同一道题 + 同一年级的 AI 响应缓存 24 小时。缓存 key 结构:

solveResults::the ratio of boys to girls is 4:5...:5
@Service
public class SolveService {

    private final MathSolverOrchestrator orchestrator;

    @Cacheable(
        value = "solveResults",
        key = "#request.question().trim().toLowerCase()"
            + " + ':' + #request.grade()")
    public SolveResult solve(SolveRequest request) {
        log.info("Cache miss - running full agent pipeline");
        return orchestrator.solve(request);
    }
}

Redis 配置#

@Configuration
@EnableCaching
public class CacheConfig {

    @Bean
    public CacheManager cacheManager(
            RedisConnectionFactory connectionFactory) {
        var jsonSerializer =
            new Jackson2JsonRedisSerializer<>(Object.class);

        RedisCacheConfiguration config =
            RedisCacheConfiguration.defaultCacheConfig()
                .entryTtl(Duration.ofHours(24))
                .serializeValuesWith(
                    RedisSerializationContext.SerializationPair
                        .fromSerializer(jsonSerializer))
                .disableCachingNullValues();

        return RedisCacheManager.builder(connectionFactory)
                .cacheDefaults(config)
                .build();
    }
}

注意:Spring Boot 4.0 中 GenericJackson2JsonRedisSerializer 已标记 @Deprecated(forRemoval = true),需要改用 Jackson2JsonRedisSerializer

效果#

  • 首次请求(Cache Miss):需要完整 Agent 管线 ~2min(本地 Ollama)
  • 后续相同请求(Cache Hit):直接从 Redis 返回,<50ms

Phase 2 新增文件总结#

backend/src/main/
├── java/com/mathlearning/
│   ├── config/
│   │   └── CacheConfig.java          # Redis 缓存配置
│   └── service/
│       ├── QuestionImportService.java # 题库自动导入
│       ├── RagRetrievalService.java   # RAG 检索 + 年级过滤
│       └── SolveService.java          # 缓存层包装
└── resources/
    └── data/
        └── sg-math-questions.json     # 40 道 PSLE 题库

修改的文件

  • MathSolverOrchestrator.java — 新增 RAG 注入 + 增强 System Prompt
  • SolveController.java — 改用 SolveService(带缓存)替代直接调 Orchestrator

Phase 2 总结#

任务 状态
40 道 PSLE 题库 JSON 编写
PgVectorStore 集成 + 自动导入
RAG 检索注入 Planner Agent
年级过滤(grade ≤ N)
System Prompt 优化(PSLE 评分标准 + 知识点编码)
Redis 24h 缓存

核心收获:

  1. Spring AI VectorStore 的抽象层做得很好vectorStore.add(documents) 一行代码完成 embedding + 存储 + 索引,similaritySearch() 支持 filter DSL 做元数据过滤,几乎不需要写 SQL。
  2. RAG 不难实现,难在数据质量。
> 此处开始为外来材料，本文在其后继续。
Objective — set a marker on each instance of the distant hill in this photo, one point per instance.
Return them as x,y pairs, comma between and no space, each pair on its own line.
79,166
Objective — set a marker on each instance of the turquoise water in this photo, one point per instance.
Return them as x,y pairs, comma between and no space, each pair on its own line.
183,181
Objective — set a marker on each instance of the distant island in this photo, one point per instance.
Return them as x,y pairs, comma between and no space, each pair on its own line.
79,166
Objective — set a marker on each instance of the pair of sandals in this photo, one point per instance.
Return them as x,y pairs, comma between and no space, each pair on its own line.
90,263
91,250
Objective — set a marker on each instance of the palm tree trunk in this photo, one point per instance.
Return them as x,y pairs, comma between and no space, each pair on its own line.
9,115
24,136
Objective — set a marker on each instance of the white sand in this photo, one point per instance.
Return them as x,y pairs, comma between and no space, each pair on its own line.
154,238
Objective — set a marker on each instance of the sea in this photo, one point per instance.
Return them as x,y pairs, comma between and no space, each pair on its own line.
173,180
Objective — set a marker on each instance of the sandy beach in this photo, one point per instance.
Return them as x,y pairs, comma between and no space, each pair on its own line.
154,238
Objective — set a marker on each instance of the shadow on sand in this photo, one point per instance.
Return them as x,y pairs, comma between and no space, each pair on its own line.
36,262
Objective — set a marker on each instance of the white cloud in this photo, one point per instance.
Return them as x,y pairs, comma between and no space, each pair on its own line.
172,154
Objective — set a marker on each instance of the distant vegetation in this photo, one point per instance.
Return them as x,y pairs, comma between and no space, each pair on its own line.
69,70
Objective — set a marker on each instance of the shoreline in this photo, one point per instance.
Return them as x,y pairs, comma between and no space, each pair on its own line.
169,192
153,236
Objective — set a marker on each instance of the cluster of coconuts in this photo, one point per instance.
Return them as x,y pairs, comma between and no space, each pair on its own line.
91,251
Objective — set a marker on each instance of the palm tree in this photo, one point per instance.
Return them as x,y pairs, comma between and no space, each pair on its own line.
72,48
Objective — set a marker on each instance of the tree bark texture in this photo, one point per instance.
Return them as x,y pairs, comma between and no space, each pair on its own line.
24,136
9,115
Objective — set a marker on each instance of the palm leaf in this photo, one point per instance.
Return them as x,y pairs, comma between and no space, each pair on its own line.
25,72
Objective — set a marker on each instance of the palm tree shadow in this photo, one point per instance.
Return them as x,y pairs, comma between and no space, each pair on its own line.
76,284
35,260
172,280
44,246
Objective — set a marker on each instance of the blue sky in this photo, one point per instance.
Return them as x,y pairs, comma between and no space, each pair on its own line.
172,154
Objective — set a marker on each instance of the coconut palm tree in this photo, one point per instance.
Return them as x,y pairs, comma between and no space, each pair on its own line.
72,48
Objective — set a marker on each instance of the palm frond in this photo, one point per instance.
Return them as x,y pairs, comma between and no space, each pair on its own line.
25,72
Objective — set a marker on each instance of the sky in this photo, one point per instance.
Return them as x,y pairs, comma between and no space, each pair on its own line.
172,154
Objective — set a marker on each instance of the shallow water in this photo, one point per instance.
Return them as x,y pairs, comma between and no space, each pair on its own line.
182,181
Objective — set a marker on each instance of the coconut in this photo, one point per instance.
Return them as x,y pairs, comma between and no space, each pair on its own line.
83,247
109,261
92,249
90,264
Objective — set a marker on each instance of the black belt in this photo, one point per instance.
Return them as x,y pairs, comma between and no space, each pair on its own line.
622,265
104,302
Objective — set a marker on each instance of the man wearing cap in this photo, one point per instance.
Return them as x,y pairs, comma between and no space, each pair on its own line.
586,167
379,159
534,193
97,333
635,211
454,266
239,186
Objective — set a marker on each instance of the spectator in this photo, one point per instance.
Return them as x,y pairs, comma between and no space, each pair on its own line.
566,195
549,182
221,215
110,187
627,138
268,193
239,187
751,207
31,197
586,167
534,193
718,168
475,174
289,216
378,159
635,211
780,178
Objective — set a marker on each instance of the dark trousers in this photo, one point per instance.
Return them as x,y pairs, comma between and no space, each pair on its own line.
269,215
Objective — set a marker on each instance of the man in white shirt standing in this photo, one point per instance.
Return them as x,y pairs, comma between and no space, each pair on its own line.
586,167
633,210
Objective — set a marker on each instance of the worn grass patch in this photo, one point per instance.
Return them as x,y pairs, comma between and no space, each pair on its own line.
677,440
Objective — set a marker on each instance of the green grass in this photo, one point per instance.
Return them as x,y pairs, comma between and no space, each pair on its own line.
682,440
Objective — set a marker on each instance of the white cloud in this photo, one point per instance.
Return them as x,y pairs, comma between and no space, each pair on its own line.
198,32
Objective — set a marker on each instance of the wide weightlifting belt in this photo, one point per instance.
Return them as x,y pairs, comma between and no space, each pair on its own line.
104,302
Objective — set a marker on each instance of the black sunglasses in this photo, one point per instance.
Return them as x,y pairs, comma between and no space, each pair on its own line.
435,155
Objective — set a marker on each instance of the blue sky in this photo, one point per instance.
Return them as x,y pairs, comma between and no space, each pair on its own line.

40 道题的小题库已经能显著改善 Agent 输出。难点在于题目要覆盖够全、metadata 标注要准确、embedding 模型要适配。
  3. Redis 缓存是性价比最高的优化。本地 Ollama 单次完整 Agent 链 ~2 分钟,加了缓存后相同题目秒级返回,用户体验差异巨大。
  4. Spring Boot 4.0 仍有一些"惊喜",比如 ObjectMapperGenericJackson2JsonRedisSerializer 的变化,需要关注迁移指南。

Phase 3 计划:用 Kotlin Multiplatform + Compose for Web (Wasm) 搭建前端原型。